What Is Existential Anxiety?
Existential anxiety refers to the anxiety that arises when we confront the realities of being human. It often involves concerns about uncertainty, freedom, responsibility, isolation, meaning, and mortality. Unlike anxiety linked to a specific situation, existential anxiety can feel broader, deeper, and more difficult to define.
People experiencing existential anxiety often describe feeling restless, unsettled, disconnected, or overwhelmed by life's bigger questions. They may wonder what their purpose is, whether they are living authentically, or how to make meaningful choices in an uncertain world.
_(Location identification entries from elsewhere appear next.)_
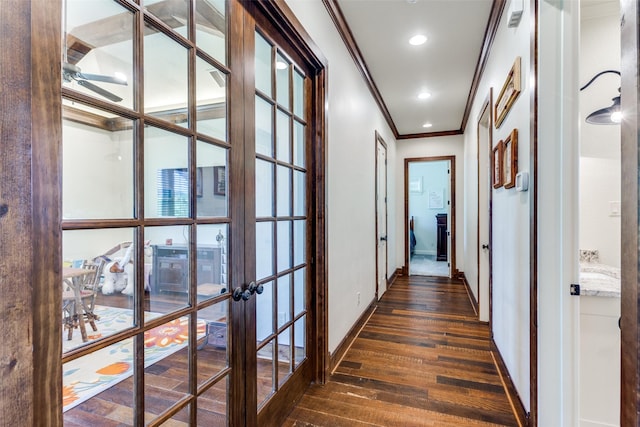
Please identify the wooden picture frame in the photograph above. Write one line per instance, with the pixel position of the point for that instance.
(510, 91)
(198, 182)
(496, 161)
(510, 160)
(219, 180)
Existential philosophers did not view this form of anxiety as evidence that something was wrong. Rather, they saw it as a natural consequence of engaging deeply with life. While existential anxiety can be uncomfortable, it can also become a powerful invitation towards self-understanding, growth, and greater awareness of what truly matters.
Can Existential Therapy Help With Anxiety and Overthinking?
Many people searching for therapy wonder whether existential therapy can help anxiety, spiralling thoughts, emotional intensity, and chronic overthinking. Existential therapy approaches these experiences somewhat differently from therapies that focus primarily on symptom reduction.
Rather than asking how to eliminate anxiety entirely, existential therapy explores what anxiety may reveal about a person's relationship with uncertainty, meaning, freedom, responsibility, and choice. It recognises that some forms of anxiety emerge not because something is wrong, but because we are confronting important questions about our lives and ourselves.
People who frequently wonder why they feel anxious when nothing is wrong, why they question everything, or why life feels so intense often discover that therapy provides an opportunity to understand these experiences in a new way. Rather than fighting every difficult thought, they begin to explore the concerns and questions that may be driving them.
Through existential psychotherapy, individuals can develop a deeper understanding of themselves, their values, and what genuinely matters to them. In doing so, they often find that anxiety becomes less about something to eliminate and more about something to understand.
Understanding Yourself Beyond the Anxiety
Feeling everything deeply can be exhausting. Constant questioning can leave a person feeling isolated, overwhelmed, and frustrated with themselves. Yet these experiences often reveal something important about the way a person relates to life.
The search for certainty, the desire for meaning, the depth of emotional experience, and the tendency to question are all profoundly human experiences. While they can create suffering, they can also become pathways towards greater self-understanding and authenticity.
At Badashian Therapy, existential psychotherapy offers a calm and confidential space to explore anxiety, overthinking, emotional intensity, existential anxiety, and questions about meaning and purpose. Together, we can make sense of the concerns beneath the surface, develop a deeper understanding of your experience, and explore what feels genuinely meaningful in your life.
Sometimes the goal is not to stop thinking or feeling so deeply. Sometimes the goal is to understand what those thoughts and feelings may be trying to tell us about ourselves and the lives we wish to live.